The goal of my research is to make things easier to see and understand. My work is aimed primarily at expert users and audiences, and accordingly, I design powerful, flexible tools that presuppose some background knowledge and can take time to learn.
I'm currently lead scientist at the Lens Media Lab at Yale University, where I build tools for analyzing cultural heritage collections. I began my research career at University of California, San Diego, where I completed a Ph.D. in philosophy and cognitive science, with a focus on the representational contents of perceptual experiences.
Some common threads run through my research: The first is that current forms of information visualization do not adequately exploit the high bandwidth and arbitrary mappability of the visual channel. In short, data visualizations should be denser and far more ambitious—they should encourage not just clearer understanding but conceptual growth.
The second is that finding relevant content in a noisy signal requires adopting a succession of different perspectives.

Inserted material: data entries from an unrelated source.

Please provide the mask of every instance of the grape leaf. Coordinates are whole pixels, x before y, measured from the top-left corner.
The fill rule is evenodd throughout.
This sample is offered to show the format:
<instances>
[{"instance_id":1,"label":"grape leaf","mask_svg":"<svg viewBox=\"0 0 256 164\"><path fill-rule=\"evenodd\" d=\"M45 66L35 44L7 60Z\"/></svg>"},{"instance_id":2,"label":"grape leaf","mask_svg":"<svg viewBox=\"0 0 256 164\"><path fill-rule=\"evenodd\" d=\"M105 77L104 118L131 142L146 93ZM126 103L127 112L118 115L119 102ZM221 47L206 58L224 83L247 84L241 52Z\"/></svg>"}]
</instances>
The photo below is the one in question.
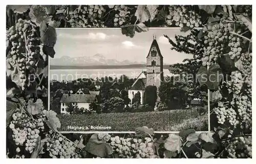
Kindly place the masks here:
<instances>
[{"instance_id":1,"label":"grape leaf","mask_svg":"<svg viewBox=\"0 0 256 164\"><path fill-rule=\"evenodd\" d=\"M199 142L198 141L193 141L193 142L188 142L186 144L186 146L187 147L190 147L193 144L196 144L196 143L200 143L200 142Z\"/></svg>"},{"instance_id":2,"label":"grape leaf","mask_svg":"<svg viewBox=\"0 0 256 164\"><path fill-rule=\"evenodd\" d=\"M227 9L228 10L228 14L230 19L233 19L233 15L232 13L232 6L231 5L227 5Z\"/></svg>"},{"instance_id":3,"label":"grape leaf","mask_svg":"<svg viewBox=\"0 0 256 164\"><path fill-rule=\"evenodd\" d=\"M212 135L214 134L214 132L202 132L200 133L199 137L203 140L206 142L210 142L211 143L215 143L215 140L214 138L212 138Z\"/></svg>"},{"instance_id":4,"label":"grape leaf","mask_svg":"<svg viewBox=\"0 0 256 164\"><path fill-rule=\"evenodd\" d=\"M243 65L243 62L241 60L241 58L234 63L234 66L240 71L244 70L244 66Z\"/></svg>"},{"instance_id":5,"label":"grape leaf","mask_svg":"<svg viewBox=\"0 0 256 164\"><path fill-rule=\"evenodd\" d=\"M196 142L198 140L199 133L193 133L188 134L187 136L187 140L190 142Z\"/></svg>"},{"instance_id":6,"label":"grape leaf","mask_svg":"<svg viewBox=\"0 0 256 164\"><path fill-rule=\"evenodd\" d=\"M197 152L195 153L196 156L202 158L214 158L215 155L211 152L208 152L205 151L204 149L202 149L202 157L201 156L200 153Z\"/></svg>"},{"instance_id":7,"label":"grape leaf","mask_svg":"<svg viewBox=\"0 0 256 164\"><path fill-rule=\"evenodd\" d=\"M12 114L18 109L17 109L16 103L7 101L6 102L6 125L8 126L12 120Z\"/></svg>"},{"instance_id":8,"label":"grape leaf","mask_svg":"<svg viewBox=\"0 0 256 164\"><path fill-rule=\"evenodd\" d=\"M169 134L164 147L166 150L172 152L178 151L178 153L179 153L181 150L182 140L182 139L180 136L174 134Z\"/></svg>"},{"instance_id":9,"label":"grape leaf","mask_svg":"<svg viewBox=\"0 0 256 164\"><path fill-rule=\"evenodd\" d=\"M50 56L52 58L54 57L54 55L55 55L55 51L54 51L54 49L53 47L44 45L42 50L45 54Z\"/></svg>"},{"instance_id":10,"label":"grape leaf","mask_svg":"<svg viewBox=\"0 0 256 164\"><path fill-rule=\"evenodd\" d=\"M172 157L176 157L177 156L177 153L168 150L166 150L163 152L164 158L172 158Z\"/></svg>"},{"instance_id":11,"label":"grape leaf","mask_svg":"<svg viewBox=\"0 0 256 164\"><path fill-rule=\"evenodd\" d=\"M46 120L46 123L49 127L54 131L57 131L57 128L60 128L61 125L60 121L56 115L57 113L52 110L49 110L46 113L47 120Z\"/></svg>"},{"instance_id":12,"label":"grape leaf","mask_svg":"<svg viewBox=\"0 0 256 164\"><path fill-rule=\"evenodd\" d=\"M207 84L208 71L205 66L201 66L197 74L197 79L200 85Z\"/></svg>"},{"instance_id":13,"label":"grape leaf","mask_svg":"<svg viewBox=\"0 0 256 164\"><path fill-rule=\"evenodd\" d=\"M148 31L148 28L143 24L139 24L135 26L135 31L141 33L142 32L146 32Z\"/></svg>"},{"instance_id":14,"label":"grape leaf","mask_svg":"<svg viewBox=\"0 0 256 164\"><path fill-rule=\"evenodd\" d=\"M219 90L216 90L214 92L210 91L211 94L210 93L210 101L211 102L218 102L222 99L222 95Z\"/></svg>"},{"instance_id":15,"label":"grape leaf","mask_svg":"<svg viewBox=\"0 0 256 164\"><path fill-rule=\"evenodd\" d=\"M121 26L121 28L122 34L125 35L126 36L130 36L131 38L134 36L135 31L140 33L148 30L148 28L143 24L125 25Z\"/></svg>"},{"instance_id":16,"label":"grape leaf","mask_svg":"<svg viewBox=\"0 0 256 164\"><path fill-rule=\"evenodd\" d=\"M141 23L148 19L152 21L158 12L158 5L139 5L135 15Z\"/></svg>"},{"instance_id":17,"label":"grape leaf","mask_svg":"<svg viewBox=\"0 0 256 164\"><path fill-rule=\"evenodd\" d=\"M215 153L218 150L218 146L216 144L206 142L203 145L203 149L207 152Z\"/></svg>"},{"instance_id":18,"label":"grape leaf","mask_svg":"<svg viewBox=\"0 0 256 164\"><path fill-rule=\"evenodd\" d=\"M225 135L225 134L226 134L226 132L225 132L225 131L221 130L218 132L218 133L219 134L219 136L220 136L220 138L222 138L222 137L223 136Z\"/></svg>"},{"instance_id":19,"label":"grape leaf","mask_svg":"<svg viewBox=\"0 0 256 164\"><path fill-rule=\"evenodd\" d=\"M185 26L185 27L183 27L182 28L181 28L180 29L180 31L181 32L186 32L189 30L192 30L193 28L191 28L189 27L187 27L187 26Z\"/></svg>"},{"instance_id":20,"label":"grape leaf","mask_svg":"<svg viewBox=\"0 0 256 164\"><path fill-rule=\"evenodd\" d=\"M47 27L44 21L42 22L40 26L40 36L44 45L53 47L55 44L57 40L56 30L51 26L48 26Z\"/></svg>"},{"instance_id":21,"label":"grape leaf","mask_svg":"<svg viewBox=\"0 0 256 164\"><path fill-rule=\"evenodd\" d=\"M193 129L188 129L186 130L183 130L179 133L179 135L182 138L186 138L189 134L194 133L196 132L196 130Z\"/></svg>"},{"instance_id":22,"label":"grape leaf","mask_svg":"<svg viewBox=\"0 0 256 164\"><path fill-rule=\"evenodd\" d=\"M54 29L57 28L60 25L60 21L51 20L49 22L48 25L53 27Z\"/></svg>"},{"instance_id":23,"label":"grape leaf","mask_svg":"<svg viewBox=\"0 0 256 164\"><path fill-rule=\"evenodd\" d=\"M53 15L55 13L56 5L41 5L46 9L46 13L48 15Z\"/></svg>"},{"instance_id":24,"label":"grape leaf","mask_svg":"<svg viewBox=\"0 0 256 164\"><path fill-rule=\"evenodd\" d=\"M51 20L52 16L49 16L46 9L40 5L32 5L29 13L31 21L40 26L43 21L48 23Z\"/></svg>"},{"instance_id":25,"label":"grape leaf","mask_svg":"<svg viewBox=\"0 0 256 164\"><path fill-rule=\"evenodd\" d=\"M28 110L32 115L39 113L44 108L44 104L41 99L38 99L34 103L33 99L31 99L28 102Z\"/></svg>"},{"instance_id":26,"label":"grape leaf","mask_svg":"<svg viewBox=\"0 0 256 164\"><path fill-rule=\"evenodd\" d=\"M147 136L149 136L148 134L153 135L153 129L148 129L148 128L146 126L135 128L135 134L138 137L145 137Z\"/></svg>"},{"instance_id":27,"label":"grape leaf","mask_svg":"<svg viewBox=\"0 0 256 164\"><path fill-rule=\"evenodd\" d=\"M40 148L41 147L41 136L40 135L37 138L37 142L36 144L36 147L33 151L30 158L37 158L38 156L39 151L40 150Z\"/></svg>"},{"instance_id":28,"label":"grape leaf","mask_svg":"<svg viewBox=\"0 0 256 164\"><path fill-rule=\"evenodd\" d=\"M212 14L216 8L216 5L198 5L199 9L204 10L209 14Z\"/></svg>"},{"instance_id":29,"label":"grape leaf","mask_svg":"<svg viewBox=\"0 0 256 164\"><path fill-rule=\"evenodd\" d=\"M85 150L89 153L101 158L112 154L113 148L109 144L98 140L97 134L94 134L86 144Z\"/></svg>"},{"instance_id":30,"label":"grape leaf","mask_svg":"<svg viewBox=\"0 0 256 164\"><path fill-rule=\"evenodd\" d=\"M241 20L244 22L244 25L248 28L249 30L252 33L251 20L246 16L242 17Z\"/></svg>"},{"instance_id":31,"label":"grape leaf","mask_svg":"<svg viewBox=\"0 0 256 164\"><path fill-rule=\"evenodd\" d=\"M11 9L14 13L23 14L28 11L30 6L30 5L7 5L6 8L6 11Z\"/></svg>"},{"instance_id":32,"label":"grape leaf","mask_svg":"<svg viewBox=\"0 0 256 164\"><path fill-rule=\"evenodd\" d=\"M223 80L223 74L220 66L218 64L212 64L208 69L209 74L207 83L208 88L217 90L219 83Z\"/></svg>"},{"instance_id":33,"label":"grape leaf","mask_svg":"<svg viewBox=\"0 0 256 164\"><path fill-rule=\"evenodd\" d=\"M20 93L20 89L17 87L13 87L6 90L6 97L13 98Z\"/></svg>"}]
</instances>

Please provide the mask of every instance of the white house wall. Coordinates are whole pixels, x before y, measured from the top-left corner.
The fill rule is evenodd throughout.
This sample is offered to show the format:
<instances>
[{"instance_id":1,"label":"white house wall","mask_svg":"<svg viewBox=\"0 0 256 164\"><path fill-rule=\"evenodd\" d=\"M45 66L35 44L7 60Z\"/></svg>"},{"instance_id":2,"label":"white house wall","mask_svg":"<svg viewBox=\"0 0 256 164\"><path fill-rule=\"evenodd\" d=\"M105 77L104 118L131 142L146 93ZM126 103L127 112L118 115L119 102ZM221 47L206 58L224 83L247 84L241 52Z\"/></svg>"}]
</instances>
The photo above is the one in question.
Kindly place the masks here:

In perception, this may involve turning an object over in your hands or changing the ambient illumination; in data science, this means seeing a diversity of views on your data, from the general to the particular.
And finally, bias is important. Perceptual bias turns a noisy, conflated sensory signal into useful representational content. You can't interpret the world without innate biases, and you can't interpret a data visualization without background knowledge. This is of particular importance now that we are designing machines that can see.